2. It’s robust to noise: in our tests, errors in the target domain data had little effect on the system’s accuracy. Again, this is important because of the difficulty of acquiring high-quality data.
3. The most time-consuming part of our procedure — the intermediate step — need be performed only once. The resulting model can be adapted to an indefinite number of target domains.
Nuts and bolts
Answer selection assumes that for a given question, the system has access to a set of candidate answers; in practice, candidates are often assembled through standard keyword search. Answer selection systems are thus trained on pairs of sentences — one question and one candidate answer at a time — and try to learn which candidates are viable answers.

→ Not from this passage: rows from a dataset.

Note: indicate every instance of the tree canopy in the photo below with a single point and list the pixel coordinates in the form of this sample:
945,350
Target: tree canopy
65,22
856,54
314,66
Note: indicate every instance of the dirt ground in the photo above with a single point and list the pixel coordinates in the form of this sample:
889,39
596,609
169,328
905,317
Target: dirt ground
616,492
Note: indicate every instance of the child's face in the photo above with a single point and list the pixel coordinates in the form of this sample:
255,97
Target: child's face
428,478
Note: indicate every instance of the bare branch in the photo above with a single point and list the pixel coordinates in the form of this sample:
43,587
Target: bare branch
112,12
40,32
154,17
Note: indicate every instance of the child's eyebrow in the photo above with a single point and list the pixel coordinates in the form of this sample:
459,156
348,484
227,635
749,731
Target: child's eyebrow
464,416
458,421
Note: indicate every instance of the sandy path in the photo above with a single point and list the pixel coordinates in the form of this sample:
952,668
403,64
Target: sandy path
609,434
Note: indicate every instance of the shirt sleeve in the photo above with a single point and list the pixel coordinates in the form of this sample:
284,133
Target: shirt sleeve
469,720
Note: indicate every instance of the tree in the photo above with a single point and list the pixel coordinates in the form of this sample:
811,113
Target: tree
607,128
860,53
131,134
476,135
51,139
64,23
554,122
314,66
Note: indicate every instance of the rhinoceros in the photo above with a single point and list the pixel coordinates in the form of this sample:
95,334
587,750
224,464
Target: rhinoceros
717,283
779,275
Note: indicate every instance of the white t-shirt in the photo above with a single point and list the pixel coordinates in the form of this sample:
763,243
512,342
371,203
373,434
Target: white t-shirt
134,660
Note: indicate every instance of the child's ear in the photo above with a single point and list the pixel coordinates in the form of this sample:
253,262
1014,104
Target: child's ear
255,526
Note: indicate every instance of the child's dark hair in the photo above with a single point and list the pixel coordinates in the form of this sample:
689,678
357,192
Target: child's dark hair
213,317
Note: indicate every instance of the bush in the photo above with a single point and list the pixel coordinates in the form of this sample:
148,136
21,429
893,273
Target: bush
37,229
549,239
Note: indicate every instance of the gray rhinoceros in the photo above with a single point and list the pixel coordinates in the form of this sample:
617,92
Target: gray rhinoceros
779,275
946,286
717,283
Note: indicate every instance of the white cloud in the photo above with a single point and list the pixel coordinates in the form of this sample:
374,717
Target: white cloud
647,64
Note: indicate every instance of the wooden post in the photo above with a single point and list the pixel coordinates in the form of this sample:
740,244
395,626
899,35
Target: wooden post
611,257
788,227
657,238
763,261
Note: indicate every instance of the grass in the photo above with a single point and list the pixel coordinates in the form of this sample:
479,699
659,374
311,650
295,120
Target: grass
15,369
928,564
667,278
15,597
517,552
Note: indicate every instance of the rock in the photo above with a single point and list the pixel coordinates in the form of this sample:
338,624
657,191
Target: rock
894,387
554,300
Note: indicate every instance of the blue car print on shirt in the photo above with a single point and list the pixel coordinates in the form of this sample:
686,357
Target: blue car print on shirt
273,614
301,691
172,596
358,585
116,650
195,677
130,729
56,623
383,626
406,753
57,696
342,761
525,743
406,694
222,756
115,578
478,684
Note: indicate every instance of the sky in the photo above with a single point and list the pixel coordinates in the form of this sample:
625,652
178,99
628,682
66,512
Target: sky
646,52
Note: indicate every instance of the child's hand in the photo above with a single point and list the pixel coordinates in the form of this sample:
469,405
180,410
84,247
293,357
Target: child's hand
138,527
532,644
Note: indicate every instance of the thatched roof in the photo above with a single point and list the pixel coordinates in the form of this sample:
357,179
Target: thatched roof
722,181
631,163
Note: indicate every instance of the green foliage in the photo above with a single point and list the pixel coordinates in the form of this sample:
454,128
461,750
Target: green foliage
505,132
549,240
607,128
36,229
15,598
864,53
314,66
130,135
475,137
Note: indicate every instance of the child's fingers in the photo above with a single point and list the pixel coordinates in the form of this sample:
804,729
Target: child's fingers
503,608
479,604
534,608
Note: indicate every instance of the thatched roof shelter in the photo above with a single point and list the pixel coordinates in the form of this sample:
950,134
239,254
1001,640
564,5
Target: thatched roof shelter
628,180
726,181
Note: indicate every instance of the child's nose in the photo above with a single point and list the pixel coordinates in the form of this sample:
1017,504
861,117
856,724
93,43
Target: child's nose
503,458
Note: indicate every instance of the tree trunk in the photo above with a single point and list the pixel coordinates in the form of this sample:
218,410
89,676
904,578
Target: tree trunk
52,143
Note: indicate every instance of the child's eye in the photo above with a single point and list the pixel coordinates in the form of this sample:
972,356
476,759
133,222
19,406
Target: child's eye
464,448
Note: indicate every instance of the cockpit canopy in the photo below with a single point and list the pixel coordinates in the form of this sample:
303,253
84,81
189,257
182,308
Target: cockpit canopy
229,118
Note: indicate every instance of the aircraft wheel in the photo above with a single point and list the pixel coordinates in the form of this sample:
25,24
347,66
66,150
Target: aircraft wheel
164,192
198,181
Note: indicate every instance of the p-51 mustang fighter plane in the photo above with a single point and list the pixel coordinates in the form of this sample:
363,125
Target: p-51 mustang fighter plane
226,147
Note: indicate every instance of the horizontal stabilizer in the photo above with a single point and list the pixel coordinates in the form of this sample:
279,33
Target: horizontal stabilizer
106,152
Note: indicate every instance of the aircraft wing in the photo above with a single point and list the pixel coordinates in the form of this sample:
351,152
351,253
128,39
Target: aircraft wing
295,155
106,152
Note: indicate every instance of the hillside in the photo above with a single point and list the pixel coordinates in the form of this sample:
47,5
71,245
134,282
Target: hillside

In the past, researchers have attempted to adapt Transformer-based language models to answer selection by directly fine-tuning them on small sets of domain-specific data, but we hypothesized that the addition of an intermediate fine-tuning step would lead to better results.
In reading comprehension, the system receives a question and a block of text; its job is to select the one sentence in the block that best answers the question. NQ is a set of text blocks in each of which one sentence has been labeled as the best answer. To convert NQ into the answer selection data set ASNQ, we extracted the best answers from their text blocks and labeled them as successful answer sentences. The other sentences in each block we labeled unsuccessful answers.
Generally, Transformer-based language models are trained on sentences in which particular words have been hidden, or “masked”, and the models must learn to fill in the blanks.
BERT models are also trained on a second objective, which is to determine whether a second input sentence follows naturally from the first. The input to a BERT model is thus a pair of (masked) sentences.
This suits BERT particularly well to the task of answer sentence selection, where the inputs are also pairs of sentences. Our procedure is first to fine-tune a Transformer-based model on ASNQ and then fine-tune it again on a smaller, domain-specific data set — a sports news set, for instance, which might include questions such as “When did the Philadelphia Eagles play the fog bowl?”
We tested our approach using two public data sets, WikiQA and TREC-QA, and evaluated the system’s performance according to mean average precision (MAP) and mean reciprocal rank (MRR). Intuitively, MAP measures the quality of a sorted list of answers according to the correctness of the complete ranking, while MRR measures the probability that the correct answer is near the top of the list.
On WikiQA and TREC-QA, our system’s MAP was 92% and 94.3%, respectively, a significant improvement over the previous records of 83.4% and 87.5%. MRR for our system was 93.3% and 97.4%, up from 84.8% and 94%, respectively.